The experiment evaluates agent behavior under explicit fault injection, where agents must handle transient errors such as timeouts and connection refusals. Results show that some agents successfully complete the task by retrying failed actions, while others fail after encountering a single error, highlighting differences in resilience. Claude Opus 4.6 completes the task despite encountering multiple explicit errors through retries Kimi K2.5 fails after a single 500 error and does not attempt recovery Explicit faults reveal a significant gap in resilience between different agents

The the the table presents completion rates and rankings for several models across different simulators. GPT-5.2 achieves the highest completion rate under the Gemini Flash simulator, while Qwen 3.5+ performs best under its own simulator. The rankings vary significantly depending on the simulator used, indicating that simulator quality affects model evaluation. Model performance rankings vary substantially across different simulators. GPT-5.2 achieves the highest completion rate under the Gemini Flash simulator. Qwen 3.5+ performs best under its own simulator, highlighting simulator-specific performance differences.

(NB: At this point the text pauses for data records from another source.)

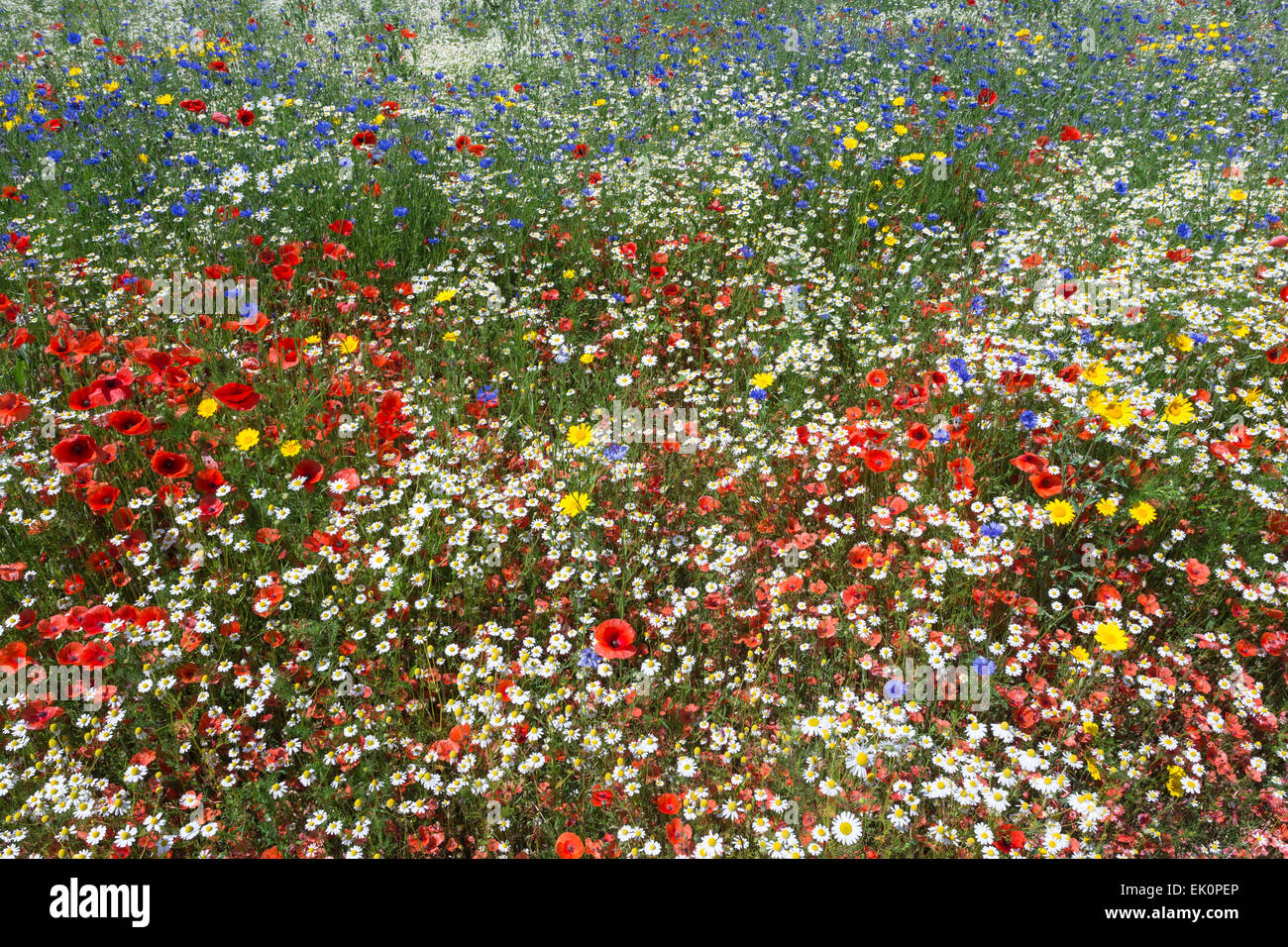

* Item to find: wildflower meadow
[0,0,1288,876]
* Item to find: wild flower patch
[0,0,1288,858]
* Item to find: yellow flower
[1096,621,1130,651]
[1127,500,1158,526]
[568,424,595,447]
[1099,398,1136,430]
[1082,362,1109,386]
[1046,500,1073,526]
[1163,394,1194,424]
[559,493,590,517]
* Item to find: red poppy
[49,434,103,473]
[107,410,152,437]
[192,467,224,493]
[1029,472,1064,500]
[152,451,192,479]
[657,792,680,815]
[291,458,325,493]
[0,642,31,673]
[85,483,121,515]
[595,618,639,660]
[863,447,894,473]
[1012,453,1047,474]
[210,381,259,411]
[0,391,31,429]
[555,832,587,858]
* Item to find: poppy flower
[49,434,103,473]
[1012,453,1047,474]
[1029,472,1064,500]
[555,832,587,858]
[107,410,152,437]
[291,458,325,493]
[210,381,259,411]
[595,618,639,660]
[152,451,192,479]
[0,642,31,673]
[192,467,224,493]
[863,447,894,473]
[0,391,31,429]
[85,483,121,515]
[657,792,680,815]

The authors present a comparison of 15 models across 10 industry categories, revealing that no single model dominates all domains. Each model exhibits a distinct occupational capability profile, with performance varying significantly by industry. The the the table shows that different models excel in different sectors, such as business, education, or healthcare, highlighting the importance of selecting models based on specific industry needs rather than overall rankings. No single model performs best across all industries, showing distinct occupational specializations. Models exhibit varying strengths and weaknesses across different industry categories, such as business, education, and healthcare. The performance of models is highly dependent on the specific industry, with some models excelling in certain domains while underperforming in others.

The evaluation assesses model performance across various industry categories, robustness under different fault conditions, and reliability across multiple simulators. The results demonstrate that no single model dominates all domains, as each exhibits unique occupational specializations and varying levels of resilience to implicit and explicit errors. Furthermore, the findings indicate that model rankings are highly sensitive to the specific simulator used, emphasizing the importance of considering environmental context and industry-specific needs.